USA Today identified 2010 as “The Year Technology Replaced Talking.” Rather than face-to-face communication, it seems a significant number of us prefer using cellphones and other wireless devices to keep in touch, even when the person we want to talk to is just a spoken word away. (93% of Americans have cellphones/wireless connections.)
In her book The Winter of Our Disconnect, Susan Maushart chronicled her family’s attempt to live without wireless connections — a move she felt was necessary for regaining the old-fashioned way of connecting. Maushart’s gave the following observation of life before disconnecting: “It was like real life was an appendage to what everyone was doing. We had stopped making eye contact. I was literally text-messaging them to come to dinner.” Sound familiar? I can admit to emailing my husband while he was sitting at his desk four feet away from me.

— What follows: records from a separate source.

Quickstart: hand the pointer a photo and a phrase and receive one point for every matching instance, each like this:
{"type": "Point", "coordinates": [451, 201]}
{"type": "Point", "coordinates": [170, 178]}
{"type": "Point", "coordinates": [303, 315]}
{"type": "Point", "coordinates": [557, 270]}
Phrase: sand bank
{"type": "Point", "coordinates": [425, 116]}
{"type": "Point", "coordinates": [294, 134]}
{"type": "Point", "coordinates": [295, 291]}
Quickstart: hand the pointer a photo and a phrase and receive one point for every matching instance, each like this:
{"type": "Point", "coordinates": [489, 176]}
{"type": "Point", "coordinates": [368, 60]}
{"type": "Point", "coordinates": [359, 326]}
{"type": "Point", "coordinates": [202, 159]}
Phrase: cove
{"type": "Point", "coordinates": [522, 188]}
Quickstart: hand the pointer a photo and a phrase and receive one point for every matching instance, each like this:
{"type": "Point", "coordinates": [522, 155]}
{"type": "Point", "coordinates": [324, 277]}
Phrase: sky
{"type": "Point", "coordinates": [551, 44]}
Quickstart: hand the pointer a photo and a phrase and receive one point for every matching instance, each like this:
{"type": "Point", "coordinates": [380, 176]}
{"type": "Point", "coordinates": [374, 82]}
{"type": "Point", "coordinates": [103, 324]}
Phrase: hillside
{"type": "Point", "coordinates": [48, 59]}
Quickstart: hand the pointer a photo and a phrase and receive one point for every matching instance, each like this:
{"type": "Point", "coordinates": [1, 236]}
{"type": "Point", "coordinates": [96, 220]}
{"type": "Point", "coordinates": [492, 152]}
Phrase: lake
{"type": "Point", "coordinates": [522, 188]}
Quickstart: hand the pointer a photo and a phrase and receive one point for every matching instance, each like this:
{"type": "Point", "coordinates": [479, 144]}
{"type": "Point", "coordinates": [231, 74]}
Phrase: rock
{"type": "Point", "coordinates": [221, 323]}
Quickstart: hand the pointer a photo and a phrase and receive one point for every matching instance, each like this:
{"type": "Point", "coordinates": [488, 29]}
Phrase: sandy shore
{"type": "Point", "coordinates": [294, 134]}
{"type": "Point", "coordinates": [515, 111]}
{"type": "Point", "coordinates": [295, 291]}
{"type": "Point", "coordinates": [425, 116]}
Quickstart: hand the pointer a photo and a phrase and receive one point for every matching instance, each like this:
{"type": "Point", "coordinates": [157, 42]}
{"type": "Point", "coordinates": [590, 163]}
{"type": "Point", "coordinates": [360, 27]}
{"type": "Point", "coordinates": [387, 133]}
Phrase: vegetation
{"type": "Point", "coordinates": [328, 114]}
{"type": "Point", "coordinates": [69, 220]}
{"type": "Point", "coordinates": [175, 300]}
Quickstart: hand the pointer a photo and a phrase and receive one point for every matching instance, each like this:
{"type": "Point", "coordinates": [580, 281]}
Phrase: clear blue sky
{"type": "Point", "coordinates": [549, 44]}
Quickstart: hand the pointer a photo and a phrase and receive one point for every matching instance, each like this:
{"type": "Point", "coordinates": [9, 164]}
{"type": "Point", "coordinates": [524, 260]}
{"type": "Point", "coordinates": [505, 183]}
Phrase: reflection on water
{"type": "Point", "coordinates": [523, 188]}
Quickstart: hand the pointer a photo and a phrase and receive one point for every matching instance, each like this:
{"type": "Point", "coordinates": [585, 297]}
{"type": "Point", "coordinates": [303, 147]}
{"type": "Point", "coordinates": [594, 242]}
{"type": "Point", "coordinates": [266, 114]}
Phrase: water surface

Experts have varying opinions about the impact of communication technologies on relationships. Some are concerned the distraction these technologies cause keep us from attending to our relationships in meaningful ways — not to mention being connected to the real world environments we inhabit. Sherry Turkel of MIT claimed the obsession with continual connection can actually lessen the quality of relationships. Quoting Turkel: “We’ve come to confuse connectivity with making real connections. We’re ‘always on’ to everyone. When you actually look more closely, in some ways we’ve lost the time for the conversations that count.”
Although I am concerned with how communication technologies are changing the nature of our relations, I am most intrigued by the question posed in the USA Today article by Claude Fisher, author of Still Connected: Family and Friends in America Since 1970: What are people doing with technology?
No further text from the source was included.